La contemporaneità è l’era dell’autofiction. Nella letteratura (in cui il principe è Emmanuel Carrère, ma il genere è ora esploso anche in Italia: si vedano i recenti libri di Trevisan, Mari, Giartosio, …) così come nel cinema (sempre in Italia, di recente, si registra È stata la mano di Dio di Paolo Sorrentino e il ritorno al tema di uno, come Nanni Moretti, che prima degli anni Duemila l’aveva ampiamento esplorato).

Tuttavia, non sempre l’adesione al genere è realmente giustificata e spesso corre il rischio di inciampare nell’autocompiacimento e nell’autoreferenzialità. Non è il caso de Il tempo che ci vuole, l’ultimo film di Francesca Comencini, in cui, fin dalle prime sequenze, e dalle dichiarazioni rilasciate a margine dalla regista stessa, si comprende la necessità che soggiace alla storia e al suo farsi narrazione e immagine.

Comencini, superata la soglia dei sessant’anni, decide di fare i conti con una figura archetipica come quella del padre; in questo caso doppiamente pregnante: per ragioni biologiche, ma anche professionali e vocazionali, visto che Luigi Comencini, così come poi Francesca (autore e personaggio), è stato a sua volta regista.
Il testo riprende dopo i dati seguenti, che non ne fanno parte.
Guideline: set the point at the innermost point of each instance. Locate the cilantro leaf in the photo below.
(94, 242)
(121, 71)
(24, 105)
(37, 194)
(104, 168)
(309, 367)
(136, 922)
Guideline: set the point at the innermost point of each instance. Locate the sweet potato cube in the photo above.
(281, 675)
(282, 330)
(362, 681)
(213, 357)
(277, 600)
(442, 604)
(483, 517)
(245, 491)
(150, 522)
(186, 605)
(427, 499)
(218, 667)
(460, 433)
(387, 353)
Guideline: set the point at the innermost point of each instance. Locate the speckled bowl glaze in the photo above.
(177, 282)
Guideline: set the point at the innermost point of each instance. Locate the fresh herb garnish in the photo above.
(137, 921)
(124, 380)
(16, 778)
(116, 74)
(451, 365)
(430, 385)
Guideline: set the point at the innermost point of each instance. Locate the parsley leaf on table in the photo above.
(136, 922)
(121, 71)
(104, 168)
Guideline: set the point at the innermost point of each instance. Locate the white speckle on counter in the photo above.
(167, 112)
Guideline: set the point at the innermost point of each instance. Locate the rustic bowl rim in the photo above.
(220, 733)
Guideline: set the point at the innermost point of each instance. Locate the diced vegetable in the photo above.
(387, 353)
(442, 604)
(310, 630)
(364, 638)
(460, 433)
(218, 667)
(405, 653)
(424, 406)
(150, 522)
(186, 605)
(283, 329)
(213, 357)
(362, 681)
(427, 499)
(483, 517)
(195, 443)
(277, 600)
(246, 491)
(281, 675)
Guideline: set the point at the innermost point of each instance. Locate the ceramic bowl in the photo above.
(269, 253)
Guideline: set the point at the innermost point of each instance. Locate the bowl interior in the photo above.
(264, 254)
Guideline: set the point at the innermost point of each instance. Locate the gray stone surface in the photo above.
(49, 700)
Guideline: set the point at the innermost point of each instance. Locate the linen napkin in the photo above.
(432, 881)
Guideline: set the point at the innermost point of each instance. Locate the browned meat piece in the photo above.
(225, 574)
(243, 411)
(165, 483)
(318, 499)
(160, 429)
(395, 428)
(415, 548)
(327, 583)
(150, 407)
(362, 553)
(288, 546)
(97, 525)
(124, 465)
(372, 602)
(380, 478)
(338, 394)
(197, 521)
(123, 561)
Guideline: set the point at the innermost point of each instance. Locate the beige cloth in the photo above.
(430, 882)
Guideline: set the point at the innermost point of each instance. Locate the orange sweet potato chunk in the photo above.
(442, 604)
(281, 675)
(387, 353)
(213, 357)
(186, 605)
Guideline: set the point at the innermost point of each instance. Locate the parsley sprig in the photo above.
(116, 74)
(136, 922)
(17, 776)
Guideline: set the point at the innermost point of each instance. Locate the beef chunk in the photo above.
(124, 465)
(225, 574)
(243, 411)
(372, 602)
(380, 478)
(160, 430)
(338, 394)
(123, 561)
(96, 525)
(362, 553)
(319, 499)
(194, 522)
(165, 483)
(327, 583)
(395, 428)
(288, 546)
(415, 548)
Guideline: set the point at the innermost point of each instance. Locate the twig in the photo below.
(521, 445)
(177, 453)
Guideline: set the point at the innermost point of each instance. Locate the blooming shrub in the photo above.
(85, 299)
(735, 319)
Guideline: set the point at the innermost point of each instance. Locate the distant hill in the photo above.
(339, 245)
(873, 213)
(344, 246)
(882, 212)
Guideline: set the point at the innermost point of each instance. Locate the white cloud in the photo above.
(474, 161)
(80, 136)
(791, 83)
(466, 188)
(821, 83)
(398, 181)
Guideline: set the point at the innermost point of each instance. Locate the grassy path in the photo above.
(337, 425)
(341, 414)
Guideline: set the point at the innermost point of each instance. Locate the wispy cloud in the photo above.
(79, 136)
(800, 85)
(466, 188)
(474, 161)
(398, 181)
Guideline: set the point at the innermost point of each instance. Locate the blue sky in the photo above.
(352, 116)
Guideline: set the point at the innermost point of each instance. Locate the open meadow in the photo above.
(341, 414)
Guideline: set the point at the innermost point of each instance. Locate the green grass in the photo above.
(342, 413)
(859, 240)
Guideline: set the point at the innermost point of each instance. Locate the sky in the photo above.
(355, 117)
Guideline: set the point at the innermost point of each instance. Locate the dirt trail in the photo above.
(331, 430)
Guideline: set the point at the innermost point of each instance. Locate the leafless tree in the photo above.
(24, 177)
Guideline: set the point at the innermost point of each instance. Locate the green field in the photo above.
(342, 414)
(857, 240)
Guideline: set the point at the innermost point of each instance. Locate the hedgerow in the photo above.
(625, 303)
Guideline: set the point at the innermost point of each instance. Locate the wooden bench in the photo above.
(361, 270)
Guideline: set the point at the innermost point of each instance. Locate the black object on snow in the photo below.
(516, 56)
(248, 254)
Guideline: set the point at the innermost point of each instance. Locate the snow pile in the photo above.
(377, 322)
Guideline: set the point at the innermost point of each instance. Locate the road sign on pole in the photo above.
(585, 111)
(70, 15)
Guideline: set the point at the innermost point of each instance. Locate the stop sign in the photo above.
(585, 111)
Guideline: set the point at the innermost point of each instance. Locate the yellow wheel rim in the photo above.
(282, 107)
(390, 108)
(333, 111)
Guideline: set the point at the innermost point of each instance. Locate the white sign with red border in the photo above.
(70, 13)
Il tempo che ci vuole è simultaneamente un omaggio alla figura paterna – pubblica e privata – e un’analisi a posteriori di una giovinezza difficile e di un rapporto famigliare totalizzante.

Se la prima parte del film mostra il regista Luigi Comencini alle prese con la sua notissima trasposizione de Le avventure di Pinocchio (1972) attraverso gli occhi della protagonista bambina e quindi con quella patina favolistica della storia per ragazzi che ha affascinato una pluralità di generazioni, nella seconda sezione i due personaggi entrano nella Storia. A comparire sullo schermo sono i difficili e complessi anni ’70 a Roma: quindi le rivolte studentesche, l’uso diffuso delle droghe e soprattutto gli anni di piombo con una politicizzazione totale della quotidianità che investe la vita di chi, come Francesca, si ritrova in quel momento a vivere la propria gioventù.

Il rapporto padre/figlia si fa quindi difficile, silenzioso, sofferto. Roma, dopo essere stata luminosa, diventa il luogo del baratro; Parigi è la rinascita. Nella capitale francese, infatti, prende vita il terzo e ultimo atto di una sceneggiatura solida e coerente che ha la forza di sostenere una storia che si regge soltanto su due personaggi. In uno dei consigli di regia che dispensa alla figlia, Luigi Comencini dice che «un film o sta in piedi o non sta in piedi», poi è il pubblico a decretare se sia bello o brutto. In questo senso, Fabrizio Gifuni e Romana Maggiora Vergano sono eccezionali, con le loro intense interpretazioni, a fare stare in piedi questo film.

I ricordi e le esperienze personali, prima di farsi prodotto artistico, hanno spesso bisogno di un lungo arco temporale per fermentare e trovare le parole e le immagini giuste per farsi racconto e storia potenzialmente universali. È quello che è accaduto a Francesca Comencini nella realizzazione di un film che è un atto d’amore verso il proprio padre. Infatti, oltre alla regia elegante e ordinata, a investire lo spettatore è una emozionalità potente che scaturisce da un sentimento profondo per una figura paterna caratterizzata dalla gentilezza e dalla bontà, due caratteristiche che, non casualmente, sono sempre rintracciabili nei film di Luigi Comencini. Per qualcuno potrà anche essere un difetto; per molti altri è un pregio sempre più fuorimoda.

Come detto, viene mostrato lo sguardo del regista – e in questo senso il film è anche un sentito omaggio al cinema: all’interno della storia sono disseminati numerosi frammenti dei film muti che Luigi Comencini aveva salvato dal macero e poi donato alla Cineteca di Milano e, in generale, ci sono diverse citazioni, esplicite e implicite, da maestri come Pabst, Rossellini e De Sica –, ma prima di tutto vengono mostrati i valori di un uomo che ha saputo crescere una figlia attraverso l’amore e assecondando i tempi della vita con i suoi fallimenti e le sue battute d’arresto.

Perché, come dice il protagonista, quasi fosse il grande monito de Il tempo che ci vuole, "prima c’è la vita, poi il cinema".